The story is that Johnson took magic mushrooms and measured a bunch of biomarkers during a live broadcast. Grimes was invited to play music while he did so. While YouTuber MrBeast didn't end up showing up, others did, including Salesforce CEO Marc Benioff and tech journalist Ashley Vance. If we ever went crazy from psilocybin mushrooms, we'd prefer to have an experienced therapist and loved one in the room. But we're sure Johnson knew what he was doing.
video events are available online. The duration is just over five and a half hours. Feedback should have kept track of all this in a spirit of due diligence, but unlike Johnson, we know we're going to die one day and we're not going to waste all that time.
Unthinkable questions
This may be the start of a new recurring Feedback theme: “Questions We Never Thought to Ask.” Reader Keith Adkins spotted our first piece of this kind, and all we can say to anyone who tries to follow it up is: good luck.
Keith saw article 2014 V Folia parasitologicalwhich, as the name suggests, is dedicated to parasites. One of these parasites is Toxoplasma gondiiunicellular organism, infects cats and there is present many people and who may be associated with mental illness for example, intermittent explosive disorder. Hence the question in the title of the article: “Does the prevalence of latent toxoplasmosis and the incidence of Rh-negative individuals correlate with the national rate of road traffic accidents?”
As Keith says, “The answer seems to be, 'Not if you control the statistics properly.' But what a question. Can anyone top this?
Graphics from hell
Sometimes there are no explanatory images. In its long and uneventful career in science journalism, Feedback has spent a lot of time trying to figure out what researchers were trying to convey in the complex graphs they provide. Looping flowcharts, color-shaded histograms in monochrome—you name it, we were a little confused by it.
However, the figure in a recent article in Scientific reports takes the cookies, and indeed the entire cookie tin. Reader Jim Santo pointed this out, noting that “it's just bullshit,” but we've seen it before. Published on November 19The purpose of the study was to describe an artificial intelligence-based system to assist in the diagnosis of autism spectrum disorders. Feedback doesn't have much of an opinion about the study itself, and it wouldn't matter if we did because the journal retracted this December 5th.
Feedback anticipated this after seeing scientists discussing the article on social media, so we hastily downloaded a copy. The key point is Figure 1, which purports to be “Overall System Operation Presented as an Infographic.” It has to be seen to be believed.
In the center is a woman with a small child on her lap. It looks like her feet are set in concrete. The child points to a bubble with the words “MISSING VALUE and functional features.” To the right is another speech bubble that says “Historical Medical Frimble and Environmental Features.”
Elsewhere there is a pink blob that could be a damaged bean, which appears to represent “7 TOL Llne storee”. There is also mention of the “Feksectorn Factor” and an inexplicable bicycle with spikes.

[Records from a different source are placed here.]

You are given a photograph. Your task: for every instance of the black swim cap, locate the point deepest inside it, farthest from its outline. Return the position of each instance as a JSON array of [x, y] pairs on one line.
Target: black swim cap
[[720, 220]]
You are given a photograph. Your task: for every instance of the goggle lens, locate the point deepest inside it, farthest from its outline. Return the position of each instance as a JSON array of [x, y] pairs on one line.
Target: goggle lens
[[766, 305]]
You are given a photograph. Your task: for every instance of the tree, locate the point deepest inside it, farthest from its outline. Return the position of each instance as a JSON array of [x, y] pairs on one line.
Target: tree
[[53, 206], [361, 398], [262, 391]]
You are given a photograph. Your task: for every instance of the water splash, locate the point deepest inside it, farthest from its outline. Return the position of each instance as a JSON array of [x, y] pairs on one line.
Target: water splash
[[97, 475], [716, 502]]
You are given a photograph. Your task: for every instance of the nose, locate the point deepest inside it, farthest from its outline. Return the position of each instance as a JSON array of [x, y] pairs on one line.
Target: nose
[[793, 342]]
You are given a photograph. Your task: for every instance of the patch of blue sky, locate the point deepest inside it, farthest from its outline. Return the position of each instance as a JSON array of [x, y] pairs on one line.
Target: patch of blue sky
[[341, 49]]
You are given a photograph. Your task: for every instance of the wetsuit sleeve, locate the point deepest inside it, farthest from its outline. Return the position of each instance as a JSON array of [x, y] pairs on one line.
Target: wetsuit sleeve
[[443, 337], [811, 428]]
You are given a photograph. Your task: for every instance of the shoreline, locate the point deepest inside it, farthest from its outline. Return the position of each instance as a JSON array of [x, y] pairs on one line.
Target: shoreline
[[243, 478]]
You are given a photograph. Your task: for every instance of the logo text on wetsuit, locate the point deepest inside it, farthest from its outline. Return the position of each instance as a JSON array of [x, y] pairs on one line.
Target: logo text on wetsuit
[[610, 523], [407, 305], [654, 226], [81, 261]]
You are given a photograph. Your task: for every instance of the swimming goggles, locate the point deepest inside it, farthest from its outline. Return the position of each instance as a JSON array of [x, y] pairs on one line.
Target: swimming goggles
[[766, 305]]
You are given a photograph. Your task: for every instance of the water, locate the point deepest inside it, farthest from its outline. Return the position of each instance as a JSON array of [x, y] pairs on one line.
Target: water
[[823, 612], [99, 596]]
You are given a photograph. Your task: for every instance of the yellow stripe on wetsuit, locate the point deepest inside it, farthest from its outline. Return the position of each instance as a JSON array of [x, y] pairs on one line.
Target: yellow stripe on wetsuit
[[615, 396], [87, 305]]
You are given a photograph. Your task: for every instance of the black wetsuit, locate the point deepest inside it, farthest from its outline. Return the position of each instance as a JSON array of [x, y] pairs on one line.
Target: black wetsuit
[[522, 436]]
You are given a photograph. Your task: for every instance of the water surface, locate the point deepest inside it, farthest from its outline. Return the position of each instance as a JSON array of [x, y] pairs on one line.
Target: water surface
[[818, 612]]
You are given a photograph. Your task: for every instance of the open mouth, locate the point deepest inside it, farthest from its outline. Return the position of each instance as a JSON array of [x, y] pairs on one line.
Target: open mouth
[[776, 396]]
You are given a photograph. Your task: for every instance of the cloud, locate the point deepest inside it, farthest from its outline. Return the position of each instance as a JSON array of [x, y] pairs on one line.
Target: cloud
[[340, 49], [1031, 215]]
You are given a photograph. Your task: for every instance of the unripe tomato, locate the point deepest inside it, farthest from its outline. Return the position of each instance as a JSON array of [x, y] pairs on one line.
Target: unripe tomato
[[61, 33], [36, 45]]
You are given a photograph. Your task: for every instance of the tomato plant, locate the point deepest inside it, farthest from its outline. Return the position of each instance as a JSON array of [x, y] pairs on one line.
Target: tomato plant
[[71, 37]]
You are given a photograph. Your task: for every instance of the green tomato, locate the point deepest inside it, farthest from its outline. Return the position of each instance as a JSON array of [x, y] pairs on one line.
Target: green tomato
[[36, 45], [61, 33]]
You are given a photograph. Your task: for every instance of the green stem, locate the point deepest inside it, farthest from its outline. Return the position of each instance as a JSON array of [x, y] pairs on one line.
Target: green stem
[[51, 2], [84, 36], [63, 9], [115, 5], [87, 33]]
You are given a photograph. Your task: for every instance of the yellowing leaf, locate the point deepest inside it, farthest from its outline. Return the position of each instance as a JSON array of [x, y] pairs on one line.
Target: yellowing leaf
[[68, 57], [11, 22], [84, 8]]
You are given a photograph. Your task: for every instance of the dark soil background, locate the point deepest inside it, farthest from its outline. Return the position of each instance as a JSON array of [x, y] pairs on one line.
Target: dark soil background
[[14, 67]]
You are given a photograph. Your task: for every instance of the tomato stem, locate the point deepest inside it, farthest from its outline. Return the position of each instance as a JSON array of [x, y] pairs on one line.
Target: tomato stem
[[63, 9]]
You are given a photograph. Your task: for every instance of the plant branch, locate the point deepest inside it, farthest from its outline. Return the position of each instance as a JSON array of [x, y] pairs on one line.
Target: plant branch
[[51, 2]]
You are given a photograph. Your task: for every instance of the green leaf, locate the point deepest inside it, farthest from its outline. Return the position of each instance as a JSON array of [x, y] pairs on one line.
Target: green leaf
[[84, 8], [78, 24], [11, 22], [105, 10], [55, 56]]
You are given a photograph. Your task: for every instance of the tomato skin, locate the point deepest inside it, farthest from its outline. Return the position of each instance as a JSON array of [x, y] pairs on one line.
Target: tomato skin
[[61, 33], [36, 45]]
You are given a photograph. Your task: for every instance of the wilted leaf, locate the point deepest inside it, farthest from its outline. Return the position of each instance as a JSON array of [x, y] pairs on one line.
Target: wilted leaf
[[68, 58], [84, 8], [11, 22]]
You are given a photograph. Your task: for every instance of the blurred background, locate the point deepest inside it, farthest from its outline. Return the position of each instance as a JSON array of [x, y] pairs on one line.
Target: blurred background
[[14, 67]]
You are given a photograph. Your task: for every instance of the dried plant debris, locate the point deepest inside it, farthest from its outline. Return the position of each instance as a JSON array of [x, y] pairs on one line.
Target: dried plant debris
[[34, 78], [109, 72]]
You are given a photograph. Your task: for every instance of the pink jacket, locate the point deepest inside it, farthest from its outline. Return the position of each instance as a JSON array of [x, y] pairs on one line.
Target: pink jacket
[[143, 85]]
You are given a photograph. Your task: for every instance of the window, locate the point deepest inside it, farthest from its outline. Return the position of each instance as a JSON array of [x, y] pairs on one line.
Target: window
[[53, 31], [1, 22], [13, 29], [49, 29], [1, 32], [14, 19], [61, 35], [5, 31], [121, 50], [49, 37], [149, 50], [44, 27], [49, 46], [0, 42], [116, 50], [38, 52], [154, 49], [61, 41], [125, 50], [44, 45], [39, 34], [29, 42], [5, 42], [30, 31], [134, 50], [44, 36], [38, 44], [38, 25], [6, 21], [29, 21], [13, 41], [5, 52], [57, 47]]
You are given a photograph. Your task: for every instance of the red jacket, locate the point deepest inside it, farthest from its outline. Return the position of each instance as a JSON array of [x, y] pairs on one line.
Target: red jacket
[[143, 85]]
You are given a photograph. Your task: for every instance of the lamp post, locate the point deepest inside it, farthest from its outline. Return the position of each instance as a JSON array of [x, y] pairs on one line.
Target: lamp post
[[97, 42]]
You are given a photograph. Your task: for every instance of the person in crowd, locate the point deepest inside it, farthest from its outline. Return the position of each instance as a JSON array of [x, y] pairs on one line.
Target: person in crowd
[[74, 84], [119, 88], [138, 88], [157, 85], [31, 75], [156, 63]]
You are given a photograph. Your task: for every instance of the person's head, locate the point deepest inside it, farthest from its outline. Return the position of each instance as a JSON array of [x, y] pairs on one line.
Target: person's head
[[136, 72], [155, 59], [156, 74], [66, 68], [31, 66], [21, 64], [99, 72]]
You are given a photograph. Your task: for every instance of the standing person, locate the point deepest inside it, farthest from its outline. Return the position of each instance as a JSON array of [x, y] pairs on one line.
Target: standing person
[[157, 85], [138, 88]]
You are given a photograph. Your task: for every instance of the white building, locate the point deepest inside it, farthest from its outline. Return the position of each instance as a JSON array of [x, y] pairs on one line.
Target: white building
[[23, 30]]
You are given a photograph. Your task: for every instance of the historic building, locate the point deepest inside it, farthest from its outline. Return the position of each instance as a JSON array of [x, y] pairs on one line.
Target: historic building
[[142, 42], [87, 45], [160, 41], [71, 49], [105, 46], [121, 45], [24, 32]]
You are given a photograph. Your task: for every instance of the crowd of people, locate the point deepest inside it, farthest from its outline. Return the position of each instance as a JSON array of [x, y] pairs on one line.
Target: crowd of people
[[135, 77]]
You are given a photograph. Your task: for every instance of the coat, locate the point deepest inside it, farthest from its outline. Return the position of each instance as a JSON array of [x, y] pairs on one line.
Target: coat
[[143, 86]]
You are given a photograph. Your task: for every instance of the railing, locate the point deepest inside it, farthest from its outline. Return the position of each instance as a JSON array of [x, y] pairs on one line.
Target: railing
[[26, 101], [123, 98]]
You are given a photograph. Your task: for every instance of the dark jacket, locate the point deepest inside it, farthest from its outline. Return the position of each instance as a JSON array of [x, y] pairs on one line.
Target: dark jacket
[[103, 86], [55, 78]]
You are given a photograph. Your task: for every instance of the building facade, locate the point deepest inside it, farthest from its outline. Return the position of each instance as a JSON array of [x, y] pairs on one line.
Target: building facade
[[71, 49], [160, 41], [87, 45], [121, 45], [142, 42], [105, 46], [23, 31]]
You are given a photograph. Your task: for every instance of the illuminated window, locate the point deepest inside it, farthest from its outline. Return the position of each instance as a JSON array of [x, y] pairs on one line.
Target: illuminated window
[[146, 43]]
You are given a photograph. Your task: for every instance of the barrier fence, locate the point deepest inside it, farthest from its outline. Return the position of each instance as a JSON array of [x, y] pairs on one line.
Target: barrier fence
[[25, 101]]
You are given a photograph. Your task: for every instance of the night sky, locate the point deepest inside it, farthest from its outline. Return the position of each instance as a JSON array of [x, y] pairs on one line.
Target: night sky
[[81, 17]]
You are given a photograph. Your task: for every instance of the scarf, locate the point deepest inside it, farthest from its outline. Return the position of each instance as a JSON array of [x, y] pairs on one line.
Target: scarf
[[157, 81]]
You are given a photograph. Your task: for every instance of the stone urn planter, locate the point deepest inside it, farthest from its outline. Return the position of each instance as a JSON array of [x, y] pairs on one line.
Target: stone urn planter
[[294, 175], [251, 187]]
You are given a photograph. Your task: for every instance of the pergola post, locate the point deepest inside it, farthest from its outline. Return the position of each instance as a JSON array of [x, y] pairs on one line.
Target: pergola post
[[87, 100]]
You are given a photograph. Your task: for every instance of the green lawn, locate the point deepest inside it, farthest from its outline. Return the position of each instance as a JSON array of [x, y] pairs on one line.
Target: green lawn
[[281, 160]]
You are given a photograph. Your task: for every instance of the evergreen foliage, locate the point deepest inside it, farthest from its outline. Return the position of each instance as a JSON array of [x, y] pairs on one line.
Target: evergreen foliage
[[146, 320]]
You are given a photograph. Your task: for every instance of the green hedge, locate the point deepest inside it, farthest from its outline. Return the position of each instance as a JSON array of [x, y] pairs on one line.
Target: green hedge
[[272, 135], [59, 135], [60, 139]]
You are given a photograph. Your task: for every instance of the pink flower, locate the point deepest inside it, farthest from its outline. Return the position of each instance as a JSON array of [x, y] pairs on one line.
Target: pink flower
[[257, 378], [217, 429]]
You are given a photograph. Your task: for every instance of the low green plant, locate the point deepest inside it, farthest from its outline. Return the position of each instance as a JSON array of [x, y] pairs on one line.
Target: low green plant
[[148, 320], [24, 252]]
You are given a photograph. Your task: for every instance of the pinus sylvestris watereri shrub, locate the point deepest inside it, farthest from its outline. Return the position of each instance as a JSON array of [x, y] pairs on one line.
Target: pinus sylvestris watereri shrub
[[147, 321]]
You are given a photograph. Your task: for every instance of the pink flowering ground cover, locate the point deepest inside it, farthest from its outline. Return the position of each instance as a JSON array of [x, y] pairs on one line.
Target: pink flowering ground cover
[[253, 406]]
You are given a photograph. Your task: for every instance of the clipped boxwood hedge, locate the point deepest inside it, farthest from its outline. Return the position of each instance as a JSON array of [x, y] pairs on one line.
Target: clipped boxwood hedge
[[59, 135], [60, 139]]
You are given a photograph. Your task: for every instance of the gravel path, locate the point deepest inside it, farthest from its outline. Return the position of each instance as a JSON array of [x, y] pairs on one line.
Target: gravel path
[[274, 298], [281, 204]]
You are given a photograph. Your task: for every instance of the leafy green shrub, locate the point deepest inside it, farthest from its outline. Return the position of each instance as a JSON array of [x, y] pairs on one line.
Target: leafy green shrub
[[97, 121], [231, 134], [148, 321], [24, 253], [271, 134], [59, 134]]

As the magazine notes in its rebuttal, it's all generated by artificial intelligence, but Feedback has found that we're looking at it with ever-increasing interest. There is a mention of “Totalbottl” at the bottom of the picture, and we wondered if an explanation could be found at the bottom of one of them. As for the bicycle, we can only assume that someone was taken for a ride.
Feedback will say this for Scientific reports: This one of the fastest rollbacks we've ever heard of. It often takes years for journals to retract erroneous papers. Retraction Watch reported on December 3 that dozens of documents psychologist Hans Eysenck may have to be abandoned due to “dubious data” and other problems, not least bizarre claims that some people have a “cancer predisposition”. To understand the glacial speed at which all this is happening: Eysenck died in 1997.